Gariyoshi
- Editor: Kuladhar Saikia
- Former editors: Late Chandra Prasad Saikia, Harekrishna Deka, Late Lakshmi Nandan Bora, Rita Chowdhury
- Categories: Literary Magazine
- Frequency: Monthly
- Founded: 1994
- Company: Sahitya-Prakash
- Country: India
- Based in: Tribune Buildings, Guwahati, Assam
- Language: Assamese
- ISSN: 2349-5324

= Gariyoshi =

Assamese language magazine

Gariyoshi is an Assamese language monthly literary magazine published by the Sahitya-Prakash, Tribune Building, Guwahati.

== History ==
It was founded by Chandra Prasad Saikia, who was also the first editor. The magazine is published monthly. Goriyoshi is instrumental in nurturing and projecting several talented short story writers and poets including Dhanada Debi, Jayanta Kumar Chakraborty, Arnab Jan Deka, Manikuntala Bhattacharya, Birinchi Kumar Rabha, Jiban Narah, Neelim Kumar and others.
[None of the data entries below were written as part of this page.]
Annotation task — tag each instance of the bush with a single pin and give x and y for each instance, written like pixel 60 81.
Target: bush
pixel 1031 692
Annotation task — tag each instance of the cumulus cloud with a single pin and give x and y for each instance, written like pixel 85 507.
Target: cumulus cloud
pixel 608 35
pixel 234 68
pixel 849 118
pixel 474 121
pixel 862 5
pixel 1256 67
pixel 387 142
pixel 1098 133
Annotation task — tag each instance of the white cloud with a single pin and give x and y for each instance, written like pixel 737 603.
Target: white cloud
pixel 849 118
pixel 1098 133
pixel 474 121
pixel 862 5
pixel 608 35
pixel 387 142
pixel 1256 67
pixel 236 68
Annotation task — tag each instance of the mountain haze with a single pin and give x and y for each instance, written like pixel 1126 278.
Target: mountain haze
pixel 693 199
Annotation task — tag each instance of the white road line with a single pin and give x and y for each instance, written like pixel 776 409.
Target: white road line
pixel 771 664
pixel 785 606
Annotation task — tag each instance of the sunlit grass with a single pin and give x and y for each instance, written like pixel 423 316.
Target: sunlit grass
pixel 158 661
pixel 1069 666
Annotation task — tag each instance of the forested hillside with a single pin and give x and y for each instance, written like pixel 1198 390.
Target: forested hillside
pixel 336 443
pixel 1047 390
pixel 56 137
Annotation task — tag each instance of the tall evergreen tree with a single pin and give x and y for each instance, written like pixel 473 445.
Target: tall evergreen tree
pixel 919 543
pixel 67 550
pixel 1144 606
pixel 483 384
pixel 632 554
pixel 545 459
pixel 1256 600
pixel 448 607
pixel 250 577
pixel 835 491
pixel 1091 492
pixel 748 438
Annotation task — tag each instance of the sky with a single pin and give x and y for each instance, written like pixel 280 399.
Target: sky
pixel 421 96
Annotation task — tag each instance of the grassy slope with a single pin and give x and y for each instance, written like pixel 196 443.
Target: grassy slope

The magazine also collaborated with the Katha International Short Story Festival in 2004 in creating the All-India Katha-Goriyoshi Awards for best Assamese short stories. Dhrubajyoti Sarma, Arnab Jan Deka and Ratna Bharali Talukdar were the recipients of those awards, whose short stories were translated into English and read over in the presence of an international galaxy of story writers and literary critics at Katha International Short Story Festival 2004.